Serving nix caches is built-in functionality, that bit is pretty trivial: Serving a Nix store via HTTP - Nix 2.28.4 Reference Manual

There are some other projects which add bonus features like tenancy, but your every day company binary cache has zero need for those advanced cachix features.

The S3 store that the official binary cache is hosted with is also built-in, bucket egress/ingress costs are higher than just hosting it on a random VPS from most cloud providers though.

Right, fair, if you don’t have versioned releases this indeed makes no sense. CD is the exact scenario that convinced me of monorepos, and the reduced need for empty automation for a clean gitops flow is at least part of it, FWIW.

Yep, this definitely is what kills pure NixOS deployments in your case.

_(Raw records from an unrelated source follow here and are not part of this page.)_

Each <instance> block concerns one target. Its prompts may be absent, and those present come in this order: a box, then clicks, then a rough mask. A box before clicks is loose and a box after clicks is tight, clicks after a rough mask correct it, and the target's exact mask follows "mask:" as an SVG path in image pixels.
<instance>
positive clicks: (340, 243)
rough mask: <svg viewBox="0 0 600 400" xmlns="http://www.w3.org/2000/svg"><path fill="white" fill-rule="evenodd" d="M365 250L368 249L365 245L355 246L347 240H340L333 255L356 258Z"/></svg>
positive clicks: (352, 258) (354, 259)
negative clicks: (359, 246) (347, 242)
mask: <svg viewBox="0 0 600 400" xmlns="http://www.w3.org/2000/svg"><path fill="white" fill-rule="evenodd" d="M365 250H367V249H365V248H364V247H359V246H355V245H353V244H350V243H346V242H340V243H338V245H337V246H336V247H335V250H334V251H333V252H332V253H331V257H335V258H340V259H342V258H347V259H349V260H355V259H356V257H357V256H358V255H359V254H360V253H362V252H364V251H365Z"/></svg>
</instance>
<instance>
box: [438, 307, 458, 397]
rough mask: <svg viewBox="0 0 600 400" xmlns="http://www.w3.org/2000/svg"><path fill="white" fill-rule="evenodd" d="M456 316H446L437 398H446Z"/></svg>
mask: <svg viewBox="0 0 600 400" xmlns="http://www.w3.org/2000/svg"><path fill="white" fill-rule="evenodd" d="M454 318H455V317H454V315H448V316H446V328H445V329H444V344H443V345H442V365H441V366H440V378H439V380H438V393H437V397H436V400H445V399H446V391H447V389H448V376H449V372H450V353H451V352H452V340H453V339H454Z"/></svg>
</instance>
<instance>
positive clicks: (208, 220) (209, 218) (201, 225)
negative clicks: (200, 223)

I’ve only seen this solved with k8s so far. You could probably build your own poor man’s k8s with systemd socket activated services or something, but it’d be a mess and reinventing some fairly complex logic.

Nixops is apparently being revived, maybe it’ll have a solution.

Wait - that’s more or less just serving the nix-store via HTTP?

Are there any options for http auth? The manual does not seem to cover that part.

It sure makes things a little easier.
But I feel the real friction is somewhere else.

We are currently using k3s. But even with k3s the complexity just stinks.

Yep. That’s basically what cachix does, too.

Nope. That’s where the third party cache implementations come in. It shouldn’t really be necessary for private caches, though, just don’t host them on the public internet. Or put it behind nginx; you should be able to configure nix to provide user/pass via a netrc file.

If configuring it with the server itself is a requirement the ssh caches work fine, too. Which yes, that’s basically just having a host with a nix store lying around somewhere. Nix’ caching is remarkably simple.